Exemple C : citant un texte d’opinion de Florian Sauvageau, professeur à l’Université Laval, publié dans les pages Idées du quotidien Le Devoir, vous diriez… « Il est faux de prétendre que CHOI méritait le retrait de sa licence par le CRTC », estime Florian Sauvageau, professeur à l’Université Laval. (dans Le Devoir, 2004) Dans ce cas-ci, outre la publication (le quotidien Le Devoir), il n’y a pas d’intermédiaire journalistique entre l’auteur et le quotidien, ce qui explique la mention « dans Le Devoir » à la fin de la phrase.

• et non pas… « Il est faux de prétendre que CHOI méritait le retrait de sa licence par le CRTC », estime Florian Sauvageau, professeur à l’Université Laval. (Le Devoir, 2004)

o absence de la mention « dans », ce qui laisse supposer que Sauvageau est journaliste au Devoir, alors que ce n’est pas le cas

• et non pas… « Il est faux de prétendre que CHOI méritait le retrait de sa licence par le CRTC », estime Florian Sauvageau, professeur à l’Université Laval. (2004)

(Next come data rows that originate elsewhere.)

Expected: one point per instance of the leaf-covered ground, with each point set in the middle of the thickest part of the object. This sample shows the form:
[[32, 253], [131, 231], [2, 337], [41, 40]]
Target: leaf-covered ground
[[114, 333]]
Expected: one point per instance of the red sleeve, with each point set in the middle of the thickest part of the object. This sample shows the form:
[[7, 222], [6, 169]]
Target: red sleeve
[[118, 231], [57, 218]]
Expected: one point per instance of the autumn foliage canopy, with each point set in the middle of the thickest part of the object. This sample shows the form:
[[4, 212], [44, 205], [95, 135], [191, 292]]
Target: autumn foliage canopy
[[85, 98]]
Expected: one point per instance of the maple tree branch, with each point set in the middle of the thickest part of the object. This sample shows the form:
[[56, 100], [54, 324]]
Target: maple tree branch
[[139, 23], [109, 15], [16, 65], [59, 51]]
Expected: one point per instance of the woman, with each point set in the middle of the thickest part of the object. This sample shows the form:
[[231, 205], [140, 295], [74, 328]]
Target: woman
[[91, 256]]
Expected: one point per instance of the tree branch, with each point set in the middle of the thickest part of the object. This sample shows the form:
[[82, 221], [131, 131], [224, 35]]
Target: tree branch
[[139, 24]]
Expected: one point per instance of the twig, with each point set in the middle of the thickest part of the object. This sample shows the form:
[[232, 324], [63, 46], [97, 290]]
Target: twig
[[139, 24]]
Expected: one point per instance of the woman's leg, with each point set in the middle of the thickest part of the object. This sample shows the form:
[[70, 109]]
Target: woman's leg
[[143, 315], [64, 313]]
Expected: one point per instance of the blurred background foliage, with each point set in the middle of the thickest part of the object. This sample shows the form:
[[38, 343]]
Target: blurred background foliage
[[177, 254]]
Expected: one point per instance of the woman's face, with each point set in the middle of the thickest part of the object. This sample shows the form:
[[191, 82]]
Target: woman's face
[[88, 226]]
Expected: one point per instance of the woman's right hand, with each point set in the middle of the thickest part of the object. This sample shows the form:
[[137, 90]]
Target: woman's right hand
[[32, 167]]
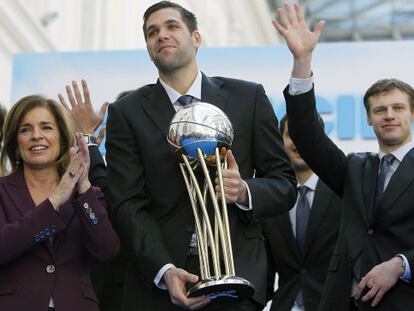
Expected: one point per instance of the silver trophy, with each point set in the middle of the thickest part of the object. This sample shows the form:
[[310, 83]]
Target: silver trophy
[[201, 134]]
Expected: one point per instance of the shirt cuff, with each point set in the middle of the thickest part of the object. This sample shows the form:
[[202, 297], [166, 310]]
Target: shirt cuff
[[250, 206], [158, 278], [407, 272], [300, 86]]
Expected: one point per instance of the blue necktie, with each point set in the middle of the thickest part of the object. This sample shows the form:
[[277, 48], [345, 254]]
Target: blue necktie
[[386, 163], [302, 217], [185, 100]]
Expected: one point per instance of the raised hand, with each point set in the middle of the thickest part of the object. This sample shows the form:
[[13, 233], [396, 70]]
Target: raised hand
[[81, 110], [83, 154], [292, 26], [300, 40]]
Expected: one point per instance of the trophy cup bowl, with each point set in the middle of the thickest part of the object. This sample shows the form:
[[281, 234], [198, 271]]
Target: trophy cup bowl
[[200, 134], [200, 126]]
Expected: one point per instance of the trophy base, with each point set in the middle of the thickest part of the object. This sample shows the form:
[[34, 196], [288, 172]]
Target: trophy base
[[232, 287]]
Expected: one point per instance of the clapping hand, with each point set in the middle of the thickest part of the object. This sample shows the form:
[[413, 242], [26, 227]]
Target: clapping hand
[[81, 110]]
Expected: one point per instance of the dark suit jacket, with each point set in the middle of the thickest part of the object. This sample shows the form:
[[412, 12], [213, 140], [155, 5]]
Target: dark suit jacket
[[31, 268], [308, 270], [147, 190], [108, 277], [376, 233]]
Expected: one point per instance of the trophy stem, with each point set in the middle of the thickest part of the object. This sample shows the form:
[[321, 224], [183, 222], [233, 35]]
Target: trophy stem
[[217, 213], [229, 248], [202, 255], [206, 219]]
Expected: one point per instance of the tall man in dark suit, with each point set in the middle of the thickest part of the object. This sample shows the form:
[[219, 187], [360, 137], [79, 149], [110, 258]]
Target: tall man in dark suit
[[301, 241], [375, 251], [146, 187]]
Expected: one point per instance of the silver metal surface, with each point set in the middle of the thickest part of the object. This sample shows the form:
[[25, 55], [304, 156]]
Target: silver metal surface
[[200, 126]]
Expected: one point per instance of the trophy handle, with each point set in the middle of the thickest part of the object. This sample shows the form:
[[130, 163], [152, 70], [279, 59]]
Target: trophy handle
[[226, 226], [206, 219]]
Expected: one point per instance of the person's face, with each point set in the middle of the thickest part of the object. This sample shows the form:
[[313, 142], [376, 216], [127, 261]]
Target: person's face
[[38, 139], [390, 116], [170, 44], [297, 162]]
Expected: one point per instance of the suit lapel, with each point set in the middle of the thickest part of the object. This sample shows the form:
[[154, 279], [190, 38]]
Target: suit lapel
[[399, 181], [319, 208], [369, 182], [212, 92], [285, 226], [159, 107]]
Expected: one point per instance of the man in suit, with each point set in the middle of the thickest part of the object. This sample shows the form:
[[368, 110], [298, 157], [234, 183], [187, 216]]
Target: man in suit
[[301, 241], [147, 190], [375, 251]]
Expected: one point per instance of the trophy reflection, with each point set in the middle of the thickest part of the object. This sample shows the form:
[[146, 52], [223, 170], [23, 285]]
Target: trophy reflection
[[201, 134]]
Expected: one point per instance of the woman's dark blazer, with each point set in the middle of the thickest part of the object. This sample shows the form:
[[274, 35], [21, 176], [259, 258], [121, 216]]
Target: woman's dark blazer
[[44, 253]]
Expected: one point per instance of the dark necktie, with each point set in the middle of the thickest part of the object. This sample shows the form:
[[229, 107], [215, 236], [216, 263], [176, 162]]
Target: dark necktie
[[302, 217], [185, 100], [386, 163], [385, 167]]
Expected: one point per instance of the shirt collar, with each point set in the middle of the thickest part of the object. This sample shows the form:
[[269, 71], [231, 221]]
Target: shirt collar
[[399, 153], [194, 90], [311, 182]]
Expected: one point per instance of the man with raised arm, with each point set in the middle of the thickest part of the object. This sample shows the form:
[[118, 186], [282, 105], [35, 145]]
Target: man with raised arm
[[371, 266]]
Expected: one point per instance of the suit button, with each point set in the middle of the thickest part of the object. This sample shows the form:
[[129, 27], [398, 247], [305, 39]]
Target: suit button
[[50, 269]]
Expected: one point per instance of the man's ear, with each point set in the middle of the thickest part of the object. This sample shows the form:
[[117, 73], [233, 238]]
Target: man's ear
[[197, 38], [369, 120]]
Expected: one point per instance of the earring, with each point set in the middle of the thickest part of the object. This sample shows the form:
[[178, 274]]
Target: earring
[[17, 161]]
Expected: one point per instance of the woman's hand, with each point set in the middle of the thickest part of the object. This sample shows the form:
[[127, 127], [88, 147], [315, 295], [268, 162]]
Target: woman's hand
[[83, 153], [68, 181]]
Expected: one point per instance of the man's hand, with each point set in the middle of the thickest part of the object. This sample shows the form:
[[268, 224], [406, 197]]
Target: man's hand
[[81, 110], [300, 40], [175, 280], [379, 280], [235, 189]]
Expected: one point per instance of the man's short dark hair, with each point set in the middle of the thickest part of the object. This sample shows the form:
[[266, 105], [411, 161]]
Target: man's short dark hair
[[188, 17], [385, 86], [284, 119]]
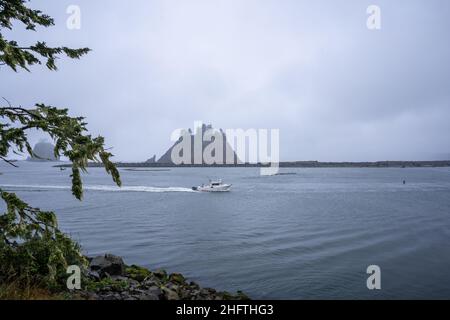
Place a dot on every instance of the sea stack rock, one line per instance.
(151, 160)
(199, 133)
(43, 151)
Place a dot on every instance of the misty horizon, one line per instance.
(335, 90)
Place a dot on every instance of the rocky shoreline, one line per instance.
(109, 278)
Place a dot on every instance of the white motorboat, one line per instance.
(213, 186)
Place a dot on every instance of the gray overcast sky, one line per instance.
(336, 90)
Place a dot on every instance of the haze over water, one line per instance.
(309, 234)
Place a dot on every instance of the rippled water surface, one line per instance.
(309, 234)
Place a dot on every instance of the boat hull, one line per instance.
(222, 188)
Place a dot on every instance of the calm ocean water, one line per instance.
(307, 235)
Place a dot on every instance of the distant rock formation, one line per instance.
(151, 160)
(228, 152)
(43, 151)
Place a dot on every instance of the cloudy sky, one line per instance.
(336, 90)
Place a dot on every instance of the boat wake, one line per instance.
(103, 188)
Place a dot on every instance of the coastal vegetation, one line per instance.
(34, 253)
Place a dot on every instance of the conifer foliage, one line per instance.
(32, 248)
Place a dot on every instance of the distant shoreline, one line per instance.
(293, 164)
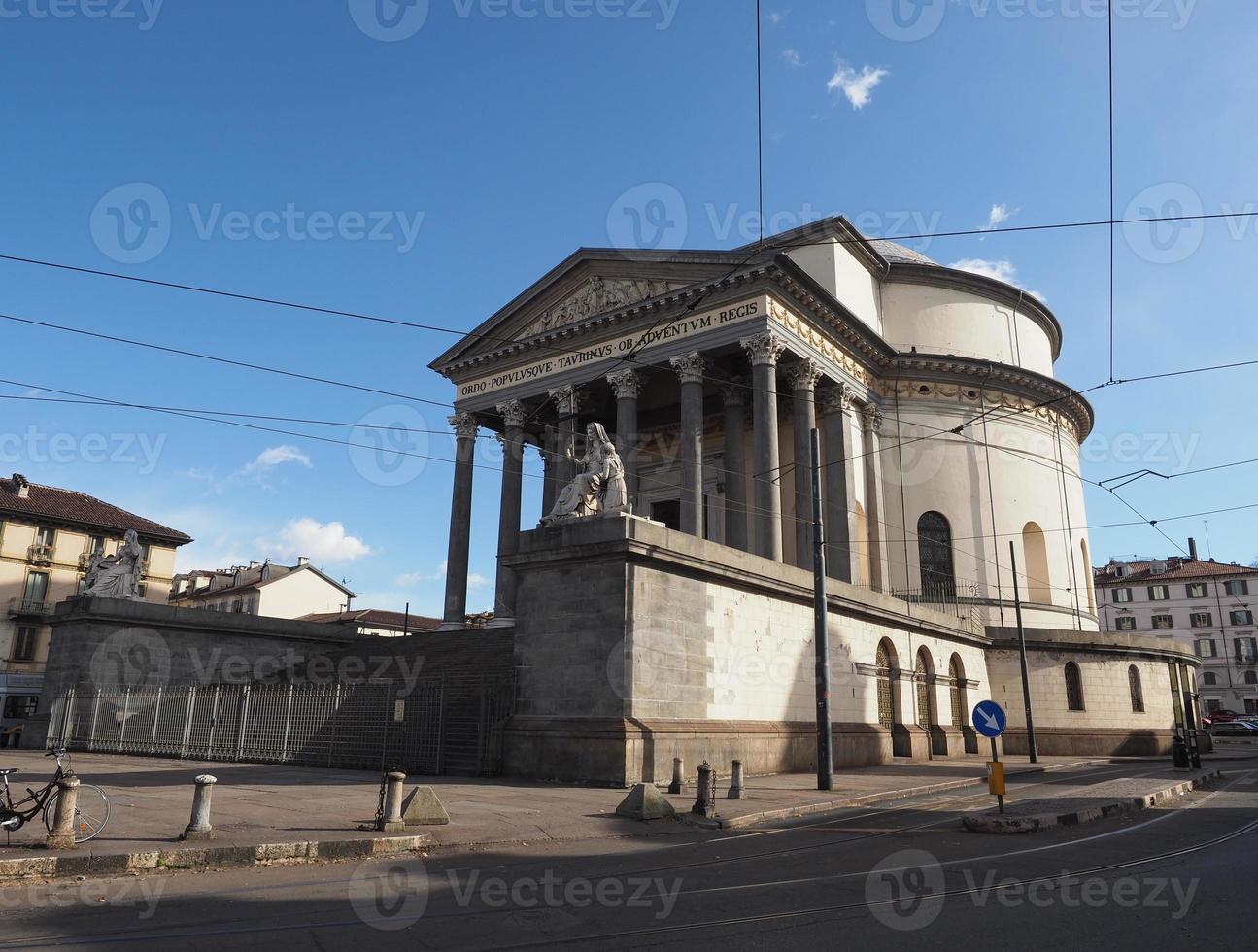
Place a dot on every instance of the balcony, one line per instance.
(29, 607)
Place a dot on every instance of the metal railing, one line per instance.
(421, 729)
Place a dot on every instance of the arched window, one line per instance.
(1138, 693)
(885, 661)
(956, 690)
(922, 675)
(1035, 566)
(935, 558)
(1087, 573)
(862, 545)
(1073, 687)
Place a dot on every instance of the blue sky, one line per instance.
(486, 144)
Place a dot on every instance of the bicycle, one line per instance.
(90, 811)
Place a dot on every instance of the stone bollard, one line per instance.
(62, 835)
(199, 828)
(736, 782)
(706, 802)
(678, 785)
(391, 822)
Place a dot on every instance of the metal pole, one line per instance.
(822, 643)
(1022, 654)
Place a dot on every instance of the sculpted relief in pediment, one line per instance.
(597, 295)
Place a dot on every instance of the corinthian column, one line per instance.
(835, 404)
(508, 517)
(802, 378)
(460, 521)
(690, 370)
(734, 466)
(763, 351)
(627, 385)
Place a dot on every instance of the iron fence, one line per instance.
(430, 727)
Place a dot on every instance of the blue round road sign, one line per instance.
(989, 718)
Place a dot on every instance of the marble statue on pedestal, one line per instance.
(599, 488)
(118, 576)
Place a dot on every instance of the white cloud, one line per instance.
(1002, 270)
(858, 86)
(320, 541)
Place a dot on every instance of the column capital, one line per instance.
(764, 349)
(512, 414)
(804, 374)
(566, 400)
(627, 384)
(464, 425)
(835, 399)
(690, 367)
(870, 419)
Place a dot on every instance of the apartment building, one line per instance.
(1204, 605)
(47, 538)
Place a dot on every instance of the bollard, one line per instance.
(199, 828)
(736, 781)
(391, 820)
(706, 805)
(678, 785)
(62, 835)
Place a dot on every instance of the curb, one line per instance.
(208, 857)
(733, 823)
(995, 823)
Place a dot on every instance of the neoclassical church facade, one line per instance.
(686, 629)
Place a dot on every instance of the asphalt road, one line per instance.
(904, 875)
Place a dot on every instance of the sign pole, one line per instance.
(822, 641)
(1022, 657)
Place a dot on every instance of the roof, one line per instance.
(252, 577)
(378, 618)
(1176, 568)
(68, 506)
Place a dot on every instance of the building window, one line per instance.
(1138, 693)
(935, 558)
(1073, 687)
(24, 643)
(1246, 650)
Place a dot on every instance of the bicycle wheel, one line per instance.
(90, 812)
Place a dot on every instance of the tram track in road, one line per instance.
(933, 803)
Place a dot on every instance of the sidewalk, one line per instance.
(265, 811)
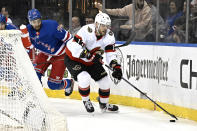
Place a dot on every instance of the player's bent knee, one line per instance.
(84, 79)
(55, 86)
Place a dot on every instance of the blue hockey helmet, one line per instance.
(33, 14)
(2, 19)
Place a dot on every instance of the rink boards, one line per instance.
(165, 72)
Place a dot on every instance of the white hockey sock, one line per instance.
(85, 98)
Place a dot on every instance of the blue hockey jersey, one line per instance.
(50, 39)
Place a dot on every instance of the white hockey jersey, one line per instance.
(89, 39)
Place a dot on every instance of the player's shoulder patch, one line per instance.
(111, 33)
(89, 29)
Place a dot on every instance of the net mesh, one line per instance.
(23, 102)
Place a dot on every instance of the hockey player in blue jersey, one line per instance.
(50, 40)
(4, 25)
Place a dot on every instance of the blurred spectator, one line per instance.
(76, 25)
(143, 20)
(161, 23)
(194, 3)
(90, 15)
(5, 12)
(174, 14)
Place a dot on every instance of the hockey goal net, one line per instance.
(23, 102)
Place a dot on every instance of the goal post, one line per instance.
(23, 102)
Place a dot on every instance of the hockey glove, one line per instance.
(117, 71)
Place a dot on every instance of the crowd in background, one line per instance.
(171, 17)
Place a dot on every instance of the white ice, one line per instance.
(128, 118)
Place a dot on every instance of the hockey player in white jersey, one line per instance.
(84, 58)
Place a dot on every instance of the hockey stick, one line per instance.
(8, 115)
(47, 62)
(130, 39)
(145, 95)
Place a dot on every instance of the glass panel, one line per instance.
(83, 12)
(192, 32)
(122, 19)
(55, 10)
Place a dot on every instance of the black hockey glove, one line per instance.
(97, 58)
(85, 54)
(117, 71)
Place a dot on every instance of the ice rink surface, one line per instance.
(127, 119)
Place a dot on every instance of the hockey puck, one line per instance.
(172, 120)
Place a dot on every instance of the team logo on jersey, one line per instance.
(111, 33)
(76, 67)
(89, 29)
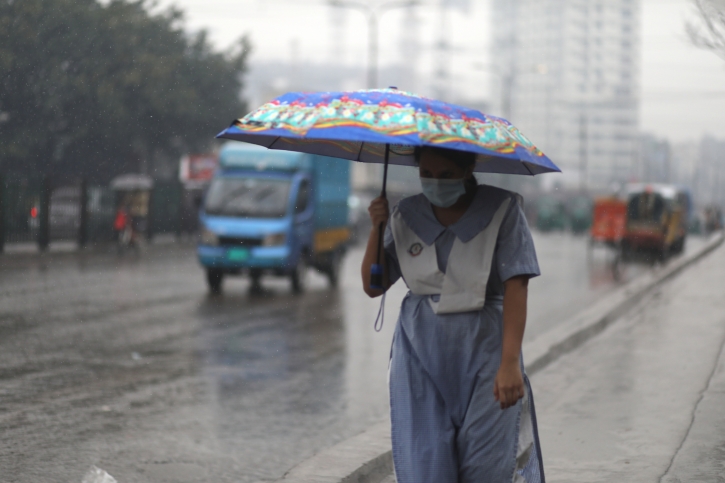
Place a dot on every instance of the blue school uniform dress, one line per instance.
(446, 425)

o absence du nom de la publication (Le Devoir), ce qui laisse entendre que cette affirmation a été faite en 2004, sans qu’on sache où exactement

Dans la partie qui précède, vous avez pu remarquer que la référence à la page n’est pas requise lorsqu’il s’agit d’un article de journal ou de magazine. Celle-ci est cependant précisée dans la présentation complète des références en fin de document. Par ailleurs, la référence à la page d’une source électronique ne se retrouve ni dans le texte, ni dans la présentation complète, puisqu’il n’y a pas de pagination dans le Web. Cependant, l’année de publication (à ne pas confondre avec la date de consultation) est exigée aux deux endroits. Dans le texte, il faut ajouter la mention « en ligne » après l’année de publication pour montrer qu’il ne s’agit pas d’une source papier. Enfin, à moins d’avis contraire, l’adresse d’origine est suffisante dans le texte après la présentation d’une paraphrase, d’une idée générale ou d’une citation provenant d’un site Web (ex. www.crtc.gc.ca). Encore une fois, la référence complète doit apparaître en fin de document. Ces deux exemples montrent la façon dont il faut identifier la référence d’une source électronique dans le texte.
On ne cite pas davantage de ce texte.